Sunday, May 5, 2013

Kyle's Banana Bread


One of my Pregnancy “cravings” has been sweets. I have always been a gal who prefers salty to sweet hands down; pretzels over skittles; chips over hershey kisses etc. When I go to the movies I skip right over the glass candy case and head for the gigantic popcorn maker (a dash of salt and artificially processed butter substitute please!) So imagine my surprise when I started really craving cookies and ice cream instead of my usual standby snack of salt and vinegar chips. I’ve been avoiding these particular cravings like the plague because I know that they will only pack on the non-essential pounds that will be the very weight that will be impossible to loose post baby.

But every once in a while I give in to temptation!

I had been craving my husbands banana bread recipe for the last week and Kyle finally made it for me yesterday. Its been my favorite ever since he first made it for me about 5 years ago; not only because he makes it but because it’s amazingly moist and delicious. It can easily be adapted to your taste (or your pantry’s inventory!) And bananas are healthy right?

Kyle’s Banana Bread
adapted from the Barefoot Contessa Cookbook.


3 cups all-purpose flour
2 cups sugar
2 teaspoons baking powder
1 teaspoon baking soda
1/2 teaspoon salt
1/2 lb unsalted butter, melted and cooled
2 extra-large eggs 
3/4 cup whole milk
2 teaspoons pure vanilla extract
1 cup mashed ripe bananas (about 2 brown bananas)
1 cup medium diced ripe bananas (about 1 yellow banana)
1 cup diced walnuts
1 cup granola
1 cup sweetened shredded coconut
Dried banana chips, granola or shredded coconut (optional)
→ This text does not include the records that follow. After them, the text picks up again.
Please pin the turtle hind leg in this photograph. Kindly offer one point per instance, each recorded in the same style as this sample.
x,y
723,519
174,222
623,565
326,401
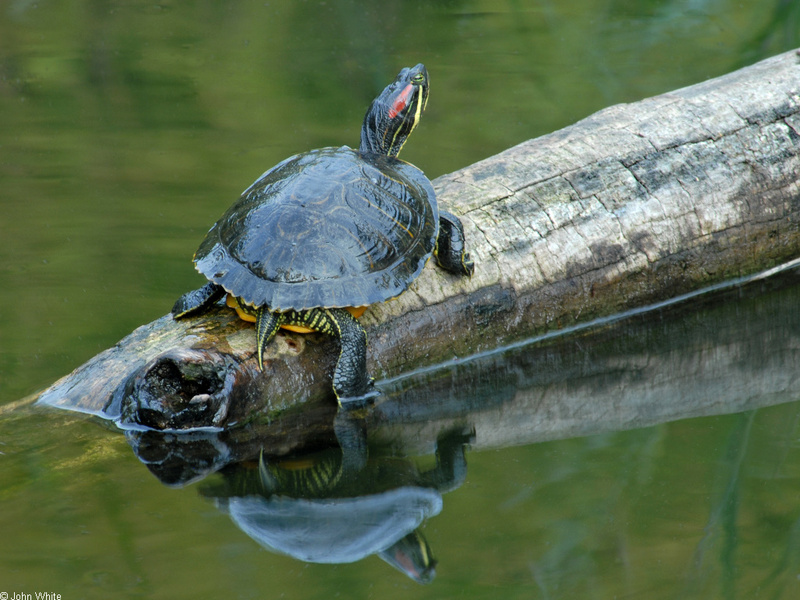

Preheat oven to 350 degrees

Grease and flour two bread pans

Sift the flour, sugar, baking powder, baking soda and salt into the bowl of an electric mixer fitted with a paddle attachment. Add the melted butter and blend. Combine the eggs, milk, vanilla, and mashed bananas. Add them to the four and butter mixture; scrape the bowl and blend well. DON’T OVERMIX

Fold the diced bananas, walnuts, granola, and coconut into the batter. Spoon the batter into bread pans, filling each one 1/2 to 3/4 full (mine ended up being about half full) Top each loaf with shredded coconut, diced nuts or granola if desired. 

Bake for 1 hour or until toothpick comes out clean. I love a slice of bread lightly toasted with butter for breakfast (with some whole fruit or something so I don't feel too guilty!)